Potential functional effects of GJB1 mutations were predicted using Polymorphism Phenotyping 2 (PolyPhen-2) software (http://genetics.bwh.harvard.edu/pph 2/), sorting intolerant from tolerant (SIFT) (http://sift.jcvi.org/), and Mutation Taster (http://www.mutationtaster.org/). PolyPhen-2 classified the predicted effects of amino acid substitutions on the function of human proteins as “benign,” “possibly damaging,” “probably damaging,” or “unknown.” The functional impact of the mutation was predicted as “tolerated” or “damaging” by SIFT and as “polymorphism” or “disease-causing” by Mutation Taster.

Results

Molecular analysis identified nine patients (five males and four females, mean age 32 [+ or -] 12 years, range 14–51 years) with GJB1 mutations from 79 patients with a clinical diagnosis of CMT. Among patients carrying GJB1 mutations, two had a positive family history compatible with X-linked inheritance.

Clinical findings

All patients with GJB1 mutations showed varying degrees (mild to severe) of muscular atrophy, sensory disturbance, diminished reflexes, and foot deformities.

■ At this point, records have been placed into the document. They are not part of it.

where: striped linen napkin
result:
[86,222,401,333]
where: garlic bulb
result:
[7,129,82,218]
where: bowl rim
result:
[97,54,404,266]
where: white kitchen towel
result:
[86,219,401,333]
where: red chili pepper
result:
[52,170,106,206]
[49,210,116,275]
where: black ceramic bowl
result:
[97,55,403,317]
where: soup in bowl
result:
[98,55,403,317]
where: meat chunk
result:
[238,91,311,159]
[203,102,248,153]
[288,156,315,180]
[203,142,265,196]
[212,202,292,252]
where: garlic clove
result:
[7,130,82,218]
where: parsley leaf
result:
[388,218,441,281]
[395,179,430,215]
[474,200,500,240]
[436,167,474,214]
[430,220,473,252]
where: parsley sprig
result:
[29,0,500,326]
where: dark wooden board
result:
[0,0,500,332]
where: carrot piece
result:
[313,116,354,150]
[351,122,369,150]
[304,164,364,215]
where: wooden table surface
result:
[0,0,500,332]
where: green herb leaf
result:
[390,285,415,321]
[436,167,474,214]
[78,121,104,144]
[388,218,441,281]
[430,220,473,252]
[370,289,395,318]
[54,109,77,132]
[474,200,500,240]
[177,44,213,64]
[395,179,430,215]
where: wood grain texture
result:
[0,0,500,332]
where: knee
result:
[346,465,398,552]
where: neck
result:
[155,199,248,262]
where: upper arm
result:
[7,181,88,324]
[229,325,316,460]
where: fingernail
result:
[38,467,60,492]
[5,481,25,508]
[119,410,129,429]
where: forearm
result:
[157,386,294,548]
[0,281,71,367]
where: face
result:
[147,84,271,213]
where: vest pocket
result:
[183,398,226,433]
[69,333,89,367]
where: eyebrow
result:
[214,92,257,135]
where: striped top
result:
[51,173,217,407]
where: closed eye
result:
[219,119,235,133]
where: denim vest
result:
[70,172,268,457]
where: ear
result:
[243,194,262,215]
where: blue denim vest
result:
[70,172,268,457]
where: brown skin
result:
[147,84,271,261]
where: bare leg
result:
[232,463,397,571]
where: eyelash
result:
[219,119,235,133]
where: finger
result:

Weakness and atrophy were marked in the bilateral distal lower extremities, such as in the anterior tibialis and gastrocnemius muscles, and without obvious involvement of the proximal muscles [Table 1].{Table 1}

Nerve conduction studies

MCVs and SCVs were reduced or not detected in patients with GJB1 mutations. The amplitudes were reduced, and latencies were prolonged in accordance with slowed conduction velocities. MCVs in the median nerve of all nine patients were <38 m/s. [Table 2] summarizes electrophysiological data from all patients with GJB1 mutations.{Table 2}

Molecular and bioinformatics analysis

On molecular analysis, nine GJB1 missense mutations, including c.283G>A, c.77C>T, c.643C>T, c.515C>T, c.191G>A, c.610C>T, c.490C>T, c.491G>A, and c.44G>A, were revealed in nine unrelated patients. Of these, c.643C>T, c.191G>A, and c.610C>T had not been reported previously and were absent in the 1000 Genomes Project and the dbSNP, suggesting that they were not polymorphisms.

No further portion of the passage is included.